Le plaignant M. Waïgalo, Conseiller spécial de la BHM était assisté par le Cabinet Bryslla avec des avocats comme Mes Ba Salif Sylla et Hamidou Koné.

Lors de ce procès, les avocats de la défense se sont battus avec détermination en faisant face au rouleau compresseur de la justice, menée par le président de la Cour Abdoulaye Issoufi Touré et le Procureur général près la Cour d’Appel Mahamadou Bouaré, dont la détermination était visible tout le long du procès.

La défense a contesté la régularité des éléments sur lesquels le juge s’est basé pour rendre son arrêt.

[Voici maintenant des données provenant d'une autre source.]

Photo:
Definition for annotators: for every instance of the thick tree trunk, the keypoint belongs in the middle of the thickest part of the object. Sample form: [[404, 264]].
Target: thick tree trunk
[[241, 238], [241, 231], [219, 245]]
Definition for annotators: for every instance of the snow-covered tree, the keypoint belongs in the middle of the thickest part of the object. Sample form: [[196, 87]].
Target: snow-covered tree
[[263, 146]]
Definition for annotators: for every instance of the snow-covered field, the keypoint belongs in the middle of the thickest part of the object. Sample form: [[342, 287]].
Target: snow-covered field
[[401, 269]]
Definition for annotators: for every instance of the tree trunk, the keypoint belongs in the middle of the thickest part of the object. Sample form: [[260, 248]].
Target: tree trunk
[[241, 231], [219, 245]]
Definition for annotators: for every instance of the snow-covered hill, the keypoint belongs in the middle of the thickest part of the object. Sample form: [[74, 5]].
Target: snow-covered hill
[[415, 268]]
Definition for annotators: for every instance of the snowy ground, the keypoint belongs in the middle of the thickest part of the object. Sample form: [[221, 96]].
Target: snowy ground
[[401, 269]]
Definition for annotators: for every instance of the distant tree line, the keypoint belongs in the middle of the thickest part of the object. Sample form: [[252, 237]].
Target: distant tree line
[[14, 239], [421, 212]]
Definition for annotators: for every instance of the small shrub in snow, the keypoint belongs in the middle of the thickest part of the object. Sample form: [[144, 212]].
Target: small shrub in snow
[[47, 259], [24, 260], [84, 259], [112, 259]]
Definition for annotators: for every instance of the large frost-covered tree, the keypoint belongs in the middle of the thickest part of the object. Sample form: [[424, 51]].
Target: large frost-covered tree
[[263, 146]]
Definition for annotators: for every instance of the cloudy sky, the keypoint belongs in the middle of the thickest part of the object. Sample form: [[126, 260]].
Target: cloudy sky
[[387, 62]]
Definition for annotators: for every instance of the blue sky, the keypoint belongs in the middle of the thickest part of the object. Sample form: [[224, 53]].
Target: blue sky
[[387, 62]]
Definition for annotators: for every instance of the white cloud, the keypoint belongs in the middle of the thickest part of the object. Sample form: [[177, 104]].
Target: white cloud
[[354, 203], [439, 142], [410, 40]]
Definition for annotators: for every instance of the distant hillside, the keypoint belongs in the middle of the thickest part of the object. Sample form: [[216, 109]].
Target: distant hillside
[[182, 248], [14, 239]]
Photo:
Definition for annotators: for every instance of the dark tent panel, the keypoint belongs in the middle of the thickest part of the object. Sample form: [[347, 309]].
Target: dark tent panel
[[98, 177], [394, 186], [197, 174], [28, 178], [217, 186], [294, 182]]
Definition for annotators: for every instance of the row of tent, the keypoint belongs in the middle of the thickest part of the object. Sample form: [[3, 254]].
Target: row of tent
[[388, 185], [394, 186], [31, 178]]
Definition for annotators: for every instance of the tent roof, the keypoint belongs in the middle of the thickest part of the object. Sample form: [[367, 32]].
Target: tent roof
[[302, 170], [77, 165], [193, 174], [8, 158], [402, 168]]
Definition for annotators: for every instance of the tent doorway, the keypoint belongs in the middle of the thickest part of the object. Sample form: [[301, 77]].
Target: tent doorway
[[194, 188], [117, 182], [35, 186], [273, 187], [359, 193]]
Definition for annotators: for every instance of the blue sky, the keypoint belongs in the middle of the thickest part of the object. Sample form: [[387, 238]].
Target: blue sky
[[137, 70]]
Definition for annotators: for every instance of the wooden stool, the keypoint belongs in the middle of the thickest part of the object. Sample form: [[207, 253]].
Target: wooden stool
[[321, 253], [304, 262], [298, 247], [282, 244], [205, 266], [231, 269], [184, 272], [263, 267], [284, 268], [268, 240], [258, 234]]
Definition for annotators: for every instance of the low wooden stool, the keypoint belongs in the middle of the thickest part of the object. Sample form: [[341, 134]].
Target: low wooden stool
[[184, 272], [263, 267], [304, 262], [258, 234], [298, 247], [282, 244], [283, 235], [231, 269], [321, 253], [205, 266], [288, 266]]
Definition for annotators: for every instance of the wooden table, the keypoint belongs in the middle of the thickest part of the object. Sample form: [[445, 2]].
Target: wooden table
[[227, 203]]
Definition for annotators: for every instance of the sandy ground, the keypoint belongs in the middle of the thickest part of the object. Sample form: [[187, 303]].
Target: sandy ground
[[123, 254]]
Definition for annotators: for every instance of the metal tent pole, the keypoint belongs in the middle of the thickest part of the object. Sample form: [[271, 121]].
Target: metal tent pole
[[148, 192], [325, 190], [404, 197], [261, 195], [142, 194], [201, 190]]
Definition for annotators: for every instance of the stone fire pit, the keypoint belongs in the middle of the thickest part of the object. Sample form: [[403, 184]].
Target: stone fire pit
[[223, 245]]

Notamment le rapport d’expertise sur l’évaluation des réalisations faites par WAIC sur les titres fonciers à Sébénikoro. Ce rapport dressé par des experts de l’Urbanisme évaluant les réalisations à 3 milliards de Fcfa, a été plusieurs fois contesté par les avocats de la défense qui ont demandé une contre expertise sans jamais l’obtenir.

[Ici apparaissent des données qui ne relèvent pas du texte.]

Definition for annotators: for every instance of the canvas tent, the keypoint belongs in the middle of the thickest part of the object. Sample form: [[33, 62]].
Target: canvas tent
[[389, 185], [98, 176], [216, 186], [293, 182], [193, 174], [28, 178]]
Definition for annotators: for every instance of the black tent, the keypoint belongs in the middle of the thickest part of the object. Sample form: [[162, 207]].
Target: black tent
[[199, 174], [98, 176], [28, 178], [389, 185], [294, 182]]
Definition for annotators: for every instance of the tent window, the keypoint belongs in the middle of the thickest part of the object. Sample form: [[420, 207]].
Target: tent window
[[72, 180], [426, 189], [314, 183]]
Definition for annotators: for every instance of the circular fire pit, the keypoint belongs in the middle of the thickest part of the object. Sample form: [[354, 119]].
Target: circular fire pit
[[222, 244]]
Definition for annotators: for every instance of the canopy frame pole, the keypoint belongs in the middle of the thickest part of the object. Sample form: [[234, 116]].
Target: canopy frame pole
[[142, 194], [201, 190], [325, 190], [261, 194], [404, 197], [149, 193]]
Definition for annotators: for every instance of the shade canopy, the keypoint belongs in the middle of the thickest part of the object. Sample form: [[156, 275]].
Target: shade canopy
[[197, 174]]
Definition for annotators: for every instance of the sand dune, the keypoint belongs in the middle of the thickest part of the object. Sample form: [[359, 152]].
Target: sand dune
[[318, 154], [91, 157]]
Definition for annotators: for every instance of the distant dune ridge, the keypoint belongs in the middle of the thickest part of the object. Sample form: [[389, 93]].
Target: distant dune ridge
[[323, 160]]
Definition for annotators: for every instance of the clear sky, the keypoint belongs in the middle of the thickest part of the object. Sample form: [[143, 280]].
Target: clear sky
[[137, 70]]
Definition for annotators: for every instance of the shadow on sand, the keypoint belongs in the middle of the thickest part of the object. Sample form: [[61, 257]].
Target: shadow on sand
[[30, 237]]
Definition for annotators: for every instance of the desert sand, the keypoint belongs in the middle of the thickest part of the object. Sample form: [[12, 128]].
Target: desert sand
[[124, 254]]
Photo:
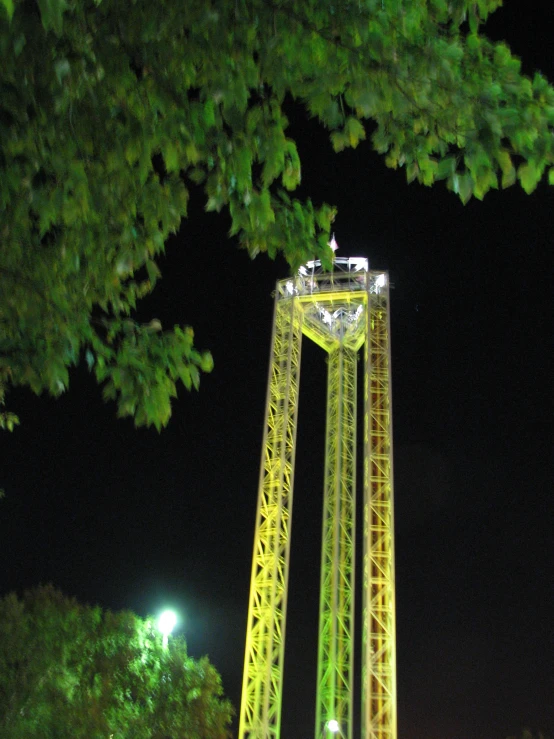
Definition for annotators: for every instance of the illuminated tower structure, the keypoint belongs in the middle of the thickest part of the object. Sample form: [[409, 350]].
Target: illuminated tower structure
[[341, 311]]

« C’est un rapport qui a été élaboré dans des conditions totalement irrégulières. Dans ce rapport, il ne ressort pas du tout le montant qui correspond au niveau réel des réalisations effectuées sur lesdits titres fonciers », selon un avocat de la défense.

Une autre expertise contestée par la partie civile et le Procureur a évalué les mêmes réalisations à 11 milliards de Fcfa. Elle avait été faite par le président de l’ordre des experts immobiliers, ce qui est un gage de crédibilité. Mais tout se passait comme s’il y avait une volonté affichée des juges à condamner les accusés.

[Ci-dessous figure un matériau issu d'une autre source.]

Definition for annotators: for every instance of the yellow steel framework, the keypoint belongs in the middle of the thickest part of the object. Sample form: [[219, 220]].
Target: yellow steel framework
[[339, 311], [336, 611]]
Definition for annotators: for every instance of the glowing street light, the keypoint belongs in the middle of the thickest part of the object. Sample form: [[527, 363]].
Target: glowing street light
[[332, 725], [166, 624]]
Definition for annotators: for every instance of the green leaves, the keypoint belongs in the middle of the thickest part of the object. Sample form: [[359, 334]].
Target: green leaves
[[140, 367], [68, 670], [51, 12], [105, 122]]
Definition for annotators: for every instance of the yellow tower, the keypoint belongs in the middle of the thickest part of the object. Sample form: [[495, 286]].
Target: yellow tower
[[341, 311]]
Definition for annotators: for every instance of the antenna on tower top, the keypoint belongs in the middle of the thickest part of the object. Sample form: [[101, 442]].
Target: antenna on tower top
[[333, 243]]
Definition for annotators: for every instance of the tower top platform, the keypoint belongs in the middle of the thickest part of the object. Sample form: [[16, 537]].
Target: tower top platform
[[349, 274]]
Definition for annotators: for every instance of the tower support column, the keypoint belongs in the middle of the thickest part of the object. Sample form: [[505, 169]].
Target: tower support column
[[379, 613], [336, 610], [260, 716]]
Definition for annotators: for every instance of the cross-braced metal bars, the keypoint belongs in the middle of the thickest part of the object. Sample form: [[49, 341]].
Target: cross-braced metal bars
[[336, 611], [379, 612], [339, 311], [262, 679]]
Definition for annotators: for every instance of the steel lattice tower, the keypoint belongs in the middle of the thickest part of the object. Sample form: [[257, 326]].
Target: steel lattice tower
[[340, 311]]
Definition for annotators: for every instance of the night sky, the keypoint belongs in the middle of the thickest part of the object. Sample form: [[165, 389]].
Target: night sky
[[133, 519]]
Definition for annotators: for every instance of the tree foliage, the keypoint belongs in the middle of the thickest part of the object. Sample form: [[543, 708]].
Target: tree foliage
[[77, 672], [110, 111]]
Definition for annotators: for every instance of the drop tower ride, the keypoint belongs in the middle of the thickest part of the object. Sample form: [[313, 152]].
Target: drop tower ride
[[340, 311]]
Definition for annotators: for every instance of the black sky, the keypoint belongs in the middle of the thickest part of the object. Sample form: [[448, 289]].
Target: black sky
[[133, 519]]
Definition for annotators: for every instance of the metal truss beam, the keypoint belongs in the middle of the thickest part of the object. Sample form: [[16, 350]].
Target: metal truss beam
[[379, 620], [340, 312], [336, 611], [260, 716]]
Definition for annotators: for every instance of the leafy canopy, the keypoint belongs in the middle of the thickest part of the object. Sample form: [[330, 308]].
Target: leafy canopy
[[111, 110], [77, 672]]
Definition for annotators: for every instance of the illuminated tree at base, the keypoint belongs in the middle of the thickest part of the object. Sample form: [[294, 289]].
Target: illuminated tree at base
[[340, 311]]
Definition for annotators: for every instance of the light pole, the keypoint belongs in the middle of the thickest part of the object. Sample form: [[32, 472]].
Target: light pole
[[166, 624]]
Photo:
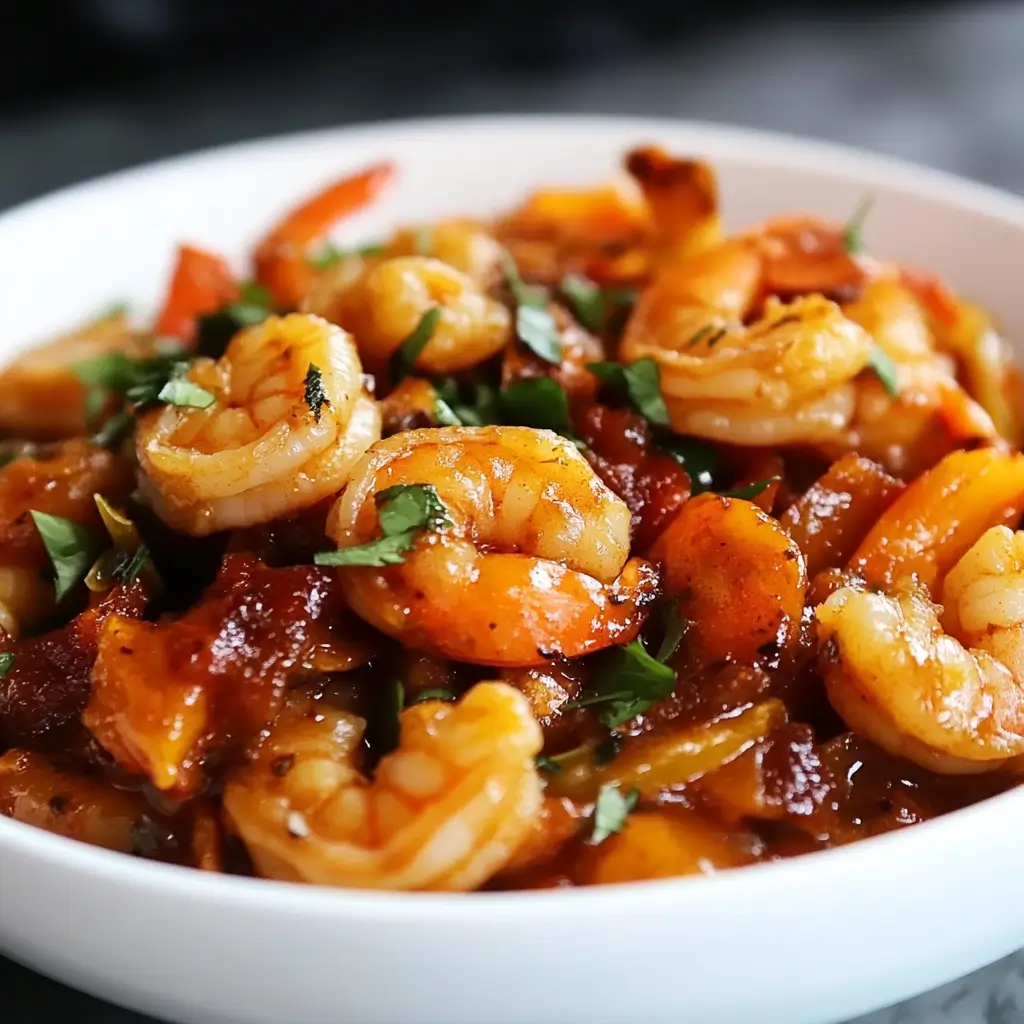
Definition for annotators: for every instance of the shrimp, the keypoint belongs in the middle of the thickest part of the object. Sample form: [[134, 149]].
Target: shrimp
[[58, 481], [281, 259], [385, 306], [785, 379], [534, 565], [942, 686], [444, 811], [738, 578], [290, 419], [41, 398]]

« Il est prématuré de prononcer une quelconque condamnation civile alors même que le niveau des investissements sur la parcelle n’a pas été déterminé de façon régulière », selon la défense qui a demandé de surseoir à la condamnation en matière civile, en attendant qu’une expertise régulière intervienne par rapport au montant correspondant aux investissements réalisés. Malgré ces mises en garde afin d’éviter une erreur judiciaire la Cour s’est exécutée sans hésitation ni murmure.